ORC Funding for impacts offshore wind farms North Sea

Offshore wind farm.

A consortium of Dutch scientists start a five-year research project on the effects of offshore wind farms on North Sea ecology and economic activities. NWO awarded the NO REGRETS project 6.7 million euros. The program is coordinated by Myron Peck of NIOZ.

Changing ecosystem due to human activities

The construction of offshore wind farms, climate change, fishing and other human activities have a major impact on life in the North Sea: the marine ecosystem is changing with unprecedented speed and scale. The Netherlands has the ambition to expand wind energy production to 11.5 gigawatts (GW) by 2030 and to more than 70 GW by 2050. Other northern European countries have similar ambitions, generating many times more energy from wind by 2050 than they do today. The research project NO REGRETS will provide impactful scientific knowledge on the potential ecological impacts of this large-scale expansion in renewable energy generation in the North Sea.

Offshore wind farm.

Offshore wind farm. (photo: Shutterstock)

Understanding broad ecological impacts

Biological Oceanographer Prof. Myron Peck at the Royal Netherlands Institute for Sea Research (NIOZ) is the coordinator of the program. “Climate change and wind farms will interact to have multiple impacts on marine ecosystems. These include physical characteristics such as the flow of water, the way water layers mix, the amount of light penetrating the water and where and when nutrients are available. And these, in turn, directly affect marine life: the amount of planktonic plants and animals, the richness of bottom-dwelling consumers such as shellfish, to the health of top predators such as fish, birds and marine mammals.”

Much research has already been done on the effect of wind farms on some animal species, Peck says. “However, we lack a broader understanding such as potential changes to the whole food web -  how, for example, wind farms can influence how energy moves through the system from phytoplankton to top predators. We need to make comparisons of these broader ecological aspects within, close to, and far outside of wind farms.”
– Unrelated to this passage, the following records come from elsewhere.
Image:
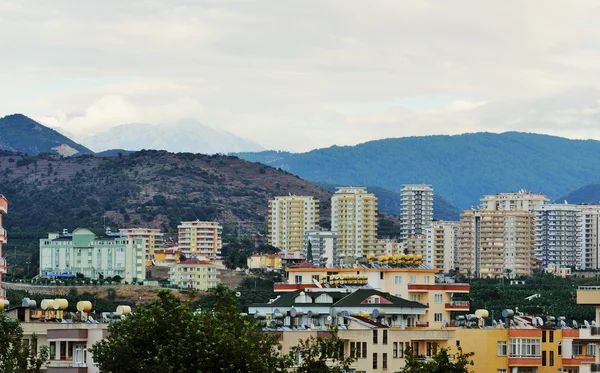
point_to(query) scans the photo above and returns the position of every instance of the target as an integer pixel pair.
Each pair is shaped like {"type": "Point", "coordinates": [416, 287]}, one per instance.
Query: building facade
{"type": "Point", "coordinates": [200, 239]}
{"type": "Point", "coordinates": [417, 209]}
{"type": "Point", "coordinates": [323, 247]}
{"type": "Point", "coordinates": [289, 218]}
{"type": "Point", "coordinates": [153, 240]}
{"type": "Point", "coordinates": [559, 236]}
{"type": "Point", "coordinates": [194, 274]}
{"type": "Point", "coordinates": [93, 253]}
{"type": "Point", "coordinates": [497, 243]}
{"type": "Point", "coordinates": [3, 211]}
{"type": "Point", "coordinates": [354, 219]}
{"type": "Point", "coordinates": [442, 245]}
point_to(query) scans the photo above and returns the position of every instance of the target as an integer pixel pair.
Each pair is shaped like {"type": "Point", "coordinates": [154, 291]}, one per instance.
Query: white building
{"type": "Point", "coordinates": [558, 235]}
{"type": "Point", "coordinates": [354, 219]}
{"type": "Point", "coordinates": [200, 239]}
{"type": "Point", "coordinates": [92, 253]}
{"type": "Point", "coordinates": [323, 246]}
{"type": "Point", "coordinates": [289, 218]}
{"type": "Point", "coordinates": [417, 209]}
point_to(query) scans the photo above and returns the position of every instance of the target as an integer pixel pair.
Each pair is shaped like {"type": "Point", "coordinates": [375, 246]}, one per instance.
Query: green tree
{"type": "Point", "coordinates": [441, 362]}
{"type": "Point", "coordinates": [167, 335]}
{"type": "Point", "coordinates": [16, 355]}
{"type": "Point", "coordinates": [321, 355]}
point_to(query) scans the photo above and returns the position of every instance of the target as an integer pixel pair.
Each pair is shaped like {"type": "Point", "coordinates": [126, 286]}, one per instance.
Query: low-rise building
{"type": "Point", "coordinates": [93, 253]}
{"type": "Point", "coordinates": [195, 274]}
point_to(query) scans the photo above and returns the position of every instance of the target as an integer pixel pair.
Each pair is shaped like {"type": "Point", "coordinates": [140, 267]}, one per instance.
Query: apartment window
{"type": "Point", "coordinates": [543, 358]}
{"type": "Point", "coordinates": [502, 348]}
{"type": "Point", "coordinates": [525, 347]}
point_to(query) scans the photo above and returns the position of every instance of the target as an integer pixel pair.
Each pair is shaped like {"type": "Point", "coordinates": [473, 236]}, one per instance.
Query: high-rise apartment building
{"type": "Point", "coordinates": [559, 236]}
{"type": "Point", "coordinates": [290, 217]}
{"type": "Point", "coordinates": [200, 239]}
{"type": "Point", "coordinates": [417, 209]}
{"type": "Point", "coordinates": [498, 238]}
{"type": "Point", "coordinates": [153, 240]}
{"type": "Point", "coordinates": [442, 245]}
{"type": "Point", "coordinates": [590, 242]}
{"type": "Point", "coordinates": [354, 218]}
{"type": "Point", "coordinates": [3, 210]}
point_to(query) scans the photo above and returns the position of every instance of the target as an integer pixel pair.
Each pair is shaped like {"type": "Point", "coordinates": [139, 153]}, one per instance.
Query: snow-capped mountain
{"type": "Point", "coordinates": [183, 136]}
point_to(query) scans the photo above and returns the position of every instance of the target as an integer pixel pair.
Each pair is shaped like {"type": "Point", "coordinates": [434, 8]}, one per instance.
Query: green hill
{"type": "Point", "coordinates": [462, 168]}
{"type": "Point", "coordinates": [23, 134]}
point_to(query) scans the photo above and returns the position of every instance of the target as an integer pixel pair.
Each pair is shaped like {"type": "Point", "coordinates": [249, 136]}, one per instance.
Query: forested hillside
{"type": "Point", "coordinates": [461, 168]}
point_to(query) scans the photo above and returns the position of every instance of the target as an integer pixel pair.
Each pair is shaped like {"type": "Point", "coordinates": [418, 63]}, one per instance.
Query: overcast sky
{"type": "Point", "coordinates": [297, 75]}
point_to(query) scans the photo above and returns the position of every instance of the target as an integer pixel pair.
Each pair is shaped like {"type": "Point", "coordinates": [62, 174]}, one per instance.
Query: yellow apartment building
{"type": "Point", "coordinates": [200, 239]}
{"type": "Point", "coordinates": [354, 218]}
{"type": "Point", "coordinates": [153, 240]}
{"type": "Point", "coordinates": [289, 218]}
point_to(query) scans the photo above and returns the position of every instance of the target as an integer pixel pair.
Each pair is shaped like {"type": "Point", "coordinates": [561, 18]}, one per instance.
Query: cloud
{"type": "Point", "coordinates": [307, 74]}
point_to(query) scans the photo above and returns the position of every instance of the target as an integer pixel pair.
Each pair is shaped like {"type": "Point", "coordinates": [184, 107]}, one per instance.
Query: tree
{"type": "Point", "coordinates": [167, 335]}
{"type": "Point", "coordinates": [441, 362]}
{"type": "Point", "coordinates": [309, 258]}
{"type": "Point", "coordinates": [321, 355]}
{"type": "Point", "coordinates": [16, 355]}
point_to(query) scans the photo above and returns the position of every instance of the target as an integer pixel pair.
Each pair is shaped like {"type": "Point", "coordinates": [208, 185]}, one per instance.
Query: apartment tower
{"type": "Point", "coordinates": [498, 238]}
{"type": "Point", "coordinates": [200, 239]}
{"type": "Point", "coordinates": [3, 210]}
{"type": "Point", "coordinates": [354, 218]}
{"type": "Point", "coordinates": [558, 236]}
{"type": "Point", "coordinates": [289, 218]}
{"type": "Point", "coordinates": [417, 209]}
In the coming years, the researchers will combine new scientific knowledge from research cruises and historical measurements to predict the potential changes of large-scale wind energy production and climate change on the productivity, biodiversity and other ecological aspects of the North Sea. Important as well is how these changes may translate to economic impacts on other sectors such as the fishing industry.

Future scenarios

Some of the work will involve computer modeling of possible future scenarios. In doing so, the researchers will be able to estimate what ecological trade-offs exist from different plans of upscaling offshore wind energy . Peck: “Right now, for example, some partners in our project have conducted modeling on the potential outcomes of shellfish farming and restoration in warmer North Sea waters expected in the future.”

An inevitable question will be what happens when the wind turbines are decommissioned after their decades of operation. “Wind farms affect marine life in several ways,” Peck says. “One way the alter the ecosystem is by providing new bottom habitats which host a greater variety of species. And as wind farm areas are closed to bottom trawling, you indirectly protect fish. So the question then is what you will destroy by removing turbines at the end of their lifespan.”

Concrete advice

Ultimately, Peck and his colleagues hope to provide the government, industry and other stakeholders with concrete advice on marine spatial planning of the North Sea. Peck: “For example, about the location of wind farms. Should you build them close to the coast or further away? And then are networks of wind farms best if they are close together, or do you spread them out? Another important sector is fishing. It is important for fishermen to know where they will be in a few decades and how they can possibly adapt in order to still be able to live off the sea in 30 years.”

offshore wind farm

Offshore wind farm. (photo: Shutterstock)

Research on routes by consortia

NO REGRETS is an acronym of ‘NOrth Sea Renewable Energy: Gaining the Required Ecological Knowledge for the TranSition’. It is a NWA-ORC project of the Blue Route (NWA 2023): Research on Routes by Consortia of the Dutch 'Nationale Wetenschapsagenda', a funding instrument of the Netherlands Organization for Scientific Research (NWO). The project involves 15 partners: 8 Dutch universities and 7 research institutes. In addition, there is collaboration with stakeholders such as Rijkswaterstaat and fisheries.